Chorus’s stock dropped 6.5 percent to C$3.47 on the Toronto Stock Exchange on Friday after Chorus made the announcement.
Under a flight services agreement signed in 2010, Chorus’s Jazz Aviation leased a fleet of six Thomas Cook Boeing 757-200 aircraft, and a Jazz crew flew them between Canada and several vacation spots from November to April.
The deal was meant to continue for three more years, but will now wind down by the end of this month.
Thomas Cook performed poorly in 2011, especially in Britain where its core customer base of families with young children has been particularly affected by the economic downturn. The 170-year-old travel group secured a 200 million pound ($317.70 million) rescue package from lenders in November.
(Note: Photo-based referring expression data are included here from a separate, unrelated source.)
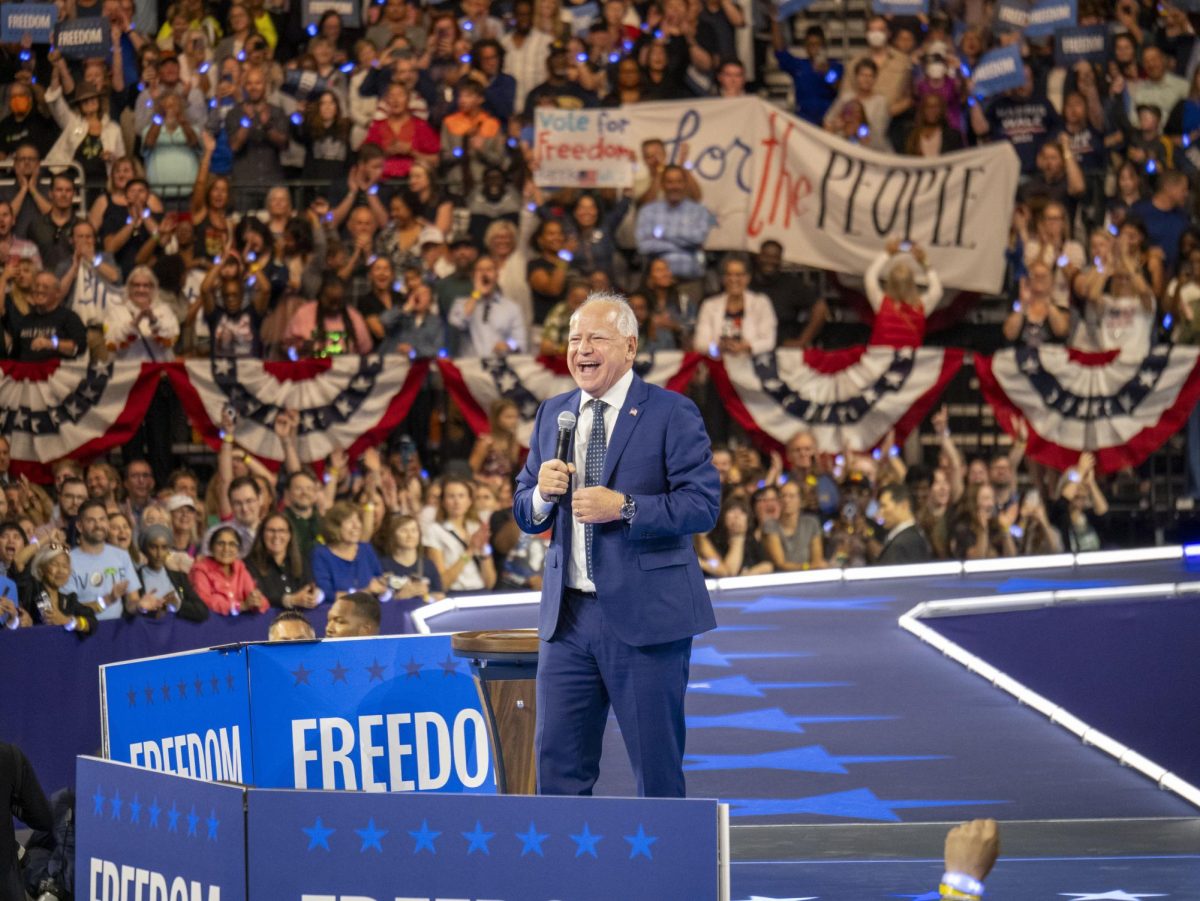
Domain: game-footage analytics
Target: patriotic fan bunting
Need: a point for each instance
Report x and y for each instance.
(73, 408)
(1120, 409)
(847, 398)
(347, 402)
(474, 384)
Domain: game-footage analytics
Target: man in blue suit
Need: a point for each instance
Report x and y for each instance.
(622, 593)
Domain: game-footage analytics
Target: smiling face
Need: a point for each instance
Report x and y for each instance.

“A change in market dynamics means that we need to introduce more flexible flying arrangements; the consequence of that is the decision to discontinue our dedicated fleet of 757 aircraft,” Dean Moore, chief executive of Thomas Cook North America, said in a release issued by Chorus.
Chorus, which also operates regional flights for Air Canada under the Air Canada Express brand, said it had reached a settlement with Thomas Cook “regarding the recovery of certain initial start-up costs and forgone revenues,” but that precise terms are confidential.